Chronique

Barbara Wiernik, Jozef Dumoulin

Eclipse

Barbara Wiernik (voc), Jozef Dumoulin (p, kb), Hugo Read (as, ss), Ramesh Shotham (perc, voc)

Label / Distribution : Mogno

Ce premier album concrétise une collaboration de 5 ans entre Wiernik et Dumoulin. Ces deux se situent bien loin des clichés chanteuse-pianiste : Wiernik a été formée par David Linx, Norma Winstone et Ramamani, une chanteuse indienne ; Dumoulin quant à lui a été élève de Diedrik Wissels et de John Taylor. Eclipse se situe donc à la confluence du jazz et de la musique improvisée, du classique et du contemporaine et de la musique indienne.

Wiernik aime chanter sans paroles, mélange bribes de notes, mélodies souvent plus instrumentales que vocales, accentuations indiennes et quelques poussées opératiques, le tout avec une voix aiguë et un timbre un peu fragile et transparent qui évoque plus qu’il n’en dit.
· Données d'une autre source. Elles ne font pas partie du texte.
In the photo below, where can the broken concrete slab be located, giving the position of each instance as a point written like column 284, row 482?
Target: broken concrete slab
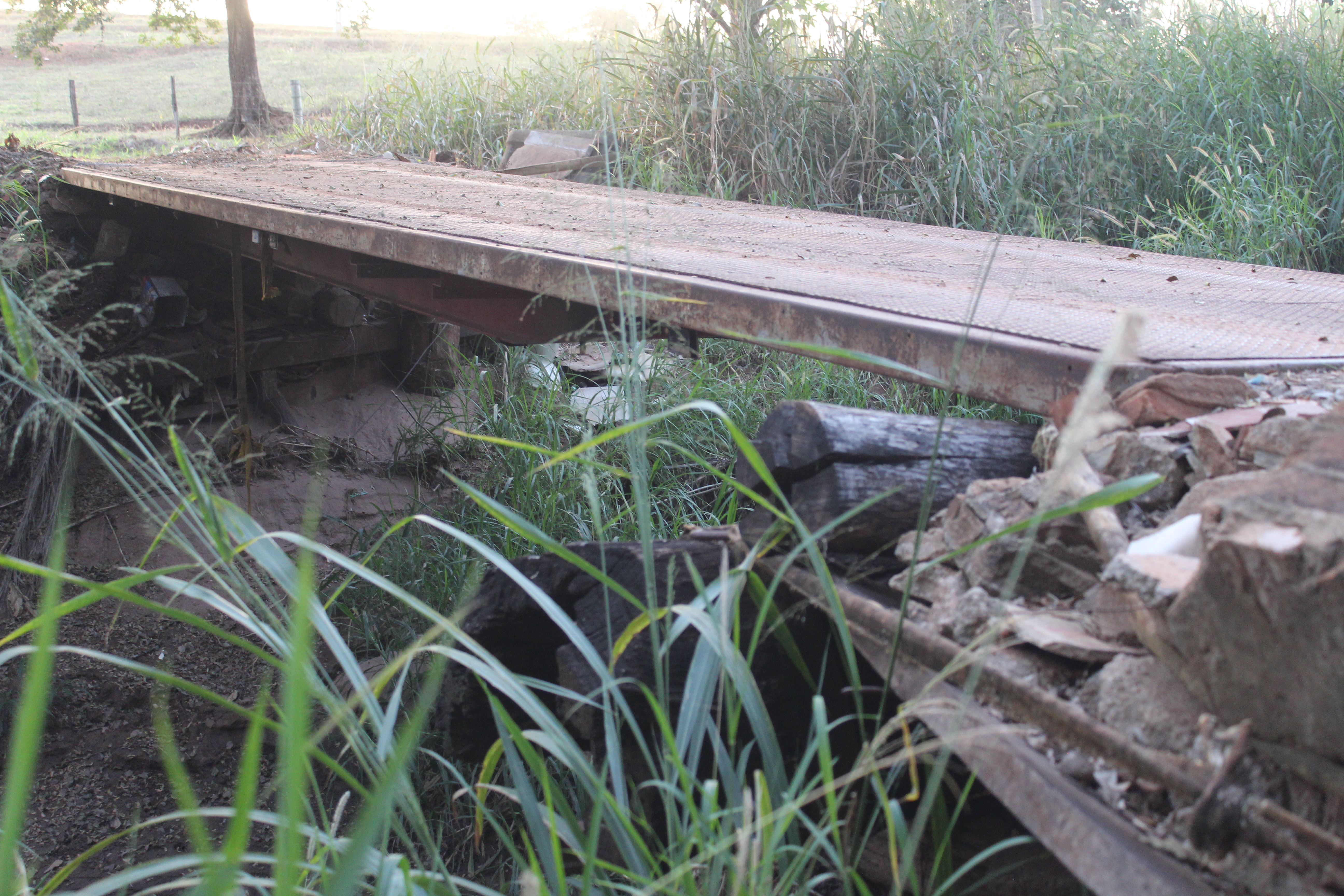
column 1212, row 448
column 964, row 617
column 1260, row 629
column 930, row 585
column 1061, row 559
column 1124, row 453
column 1139, row 696
column 1062, row 635
column 1177, row 397
column 1156, row 578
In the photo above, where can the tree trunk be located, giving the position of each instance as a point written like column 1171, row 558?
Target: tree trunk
column 250, row 115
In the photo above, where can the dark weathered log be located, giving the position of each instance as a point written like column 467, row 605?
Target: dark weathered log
column 831, row 459
column 800, row 438
column 837, row 489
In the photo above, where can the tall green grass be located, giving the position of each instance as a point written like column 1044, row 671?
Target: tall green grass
column 569, row 821
column 1213, row 134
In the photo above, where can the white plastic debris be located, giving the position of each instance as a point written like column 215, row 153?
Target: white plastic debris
column 1181, row 538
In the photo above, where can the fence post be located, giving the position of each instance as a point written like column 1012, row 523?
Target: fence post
column 177, row 120
column 299, row 104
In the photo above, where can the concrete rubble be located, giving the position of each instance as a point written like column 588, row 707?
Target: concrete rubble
column 1226, row 606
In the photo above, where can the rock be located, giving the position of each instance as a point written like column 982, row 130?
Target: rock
column 1062, row 561
column 1142, row 698
column 1156, row 578
column 1044, row 446
column 1209, row 492
column 964, row 617
column 1275, row 438
column 114, row 241
column 1261, row 627
column 1125, row 453
column 1213, row 449
column 933, row 585
column 1062, row 635
column 1077, row 766
column 1175, row 397
column 1105, row 613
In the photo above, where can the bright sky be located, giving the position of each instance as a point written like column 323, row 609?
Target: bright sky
column 561, row 17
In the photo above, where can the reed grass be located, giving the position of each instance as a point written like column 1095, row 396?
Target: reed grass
column 752, row 825
column 1214, row 132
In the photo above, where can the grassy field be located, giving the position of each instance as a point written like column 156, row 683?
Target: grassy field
column 123, row 84
column 1214, row 132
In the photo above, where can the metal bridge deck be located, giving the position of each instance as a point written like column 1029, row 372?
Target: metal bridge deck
column 1034, row 312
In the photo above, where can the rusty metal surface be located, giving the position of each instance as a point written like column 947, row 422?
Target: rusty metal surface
column 1033, row 313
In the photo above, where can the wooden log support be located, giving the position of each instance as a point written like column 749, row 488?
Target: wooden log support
column 831, row 459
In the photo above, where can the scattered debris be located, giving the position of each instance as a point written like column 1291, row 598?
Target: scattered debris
column 560, row 155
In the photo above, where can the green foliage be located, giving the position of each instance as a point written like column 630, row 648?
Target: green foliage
column 643, row 821
column 1213, row 134
column 44, row 26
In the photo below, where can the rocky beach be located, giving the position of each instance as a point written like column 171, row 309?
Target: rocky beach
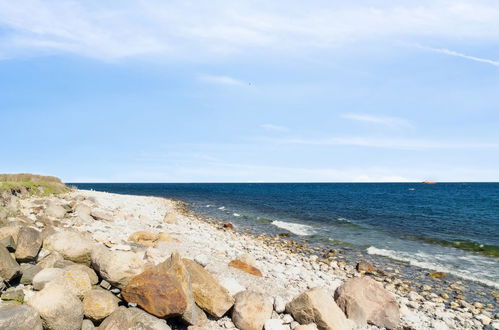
column 85, row 259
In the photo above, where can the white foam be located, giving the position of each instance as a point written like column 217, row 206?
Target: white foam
column 405, row 257
column 295, row 228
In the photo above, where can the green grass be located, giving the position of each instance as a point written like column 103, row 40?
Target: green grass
column 35, row 185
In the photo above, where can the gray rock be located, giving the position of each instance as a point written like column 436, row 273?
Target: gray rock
column 45, row 276
column 29, row 271
column 29, row 242
column 9, row 268
column 9, row 243
column 251, row 310
column 20, row 317
column 58, row 307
Elle n’hésite pas à se lancer dans des dissonances et des virages serrés, mais sait aussi se retenir et participer à une dynamique de groupe.

Dumoulin montre comment il arrive à mélanger avantageusement le mélodique et le déconstruit, sur Eclipse IV. L’arrangement ingénieux de Leaves (basé sur Autumn Leaves) montre ses qualités d’écriture : un début librement improvisé et doucement bruitiste se construisant lentement et de manière incertaine avant que le thème ne soit chanté. Après un solo de saxophone, l’esprit de musique improvisée se retrouve dans une partie jouée à 4, mais sans soliste privilégié. Son solo sur Loin montre aussi sa polyvalence en tant qu’instrumentiste : il y mélange en peu de temps lignes mélodiques de jazz, accords riches et gestes classiques, avant de clôturer le morceau en disséquant le thème avec un jeu plus « contemporain. »

Read prolonge ce mélange de musique contemporaine et de jazz, alors que Rotham apporte les vitalité et complexité des rythmes indiens, efficaces aussi bien dans les ambiances denses que plus calmes.

Le choix des morceaux montre l’ouverture du duo. Brei Ivane est un arrangement d’un chant traditionnel bulgare, avec un solo de piano durant lequel Dumoulin rappelle sur une note la métrique complexe du morceau tout en improvisant librement. Sarasvati nous emmène du côté de l’Inde et entremêle les percussions vocales de Wiernik et Shotham. L’autre standard, ‘Round Midnight, bénéficie d’une intro au piano qui ne livre que quelques indices bien choisis sur le morceau à venir.

Cet album nous présente une ambiance nocturne et décalée, légèrement étrange, mais intéressante et invitante, passant de moments calmes et étirés à des envolées rythmiques entraînantes.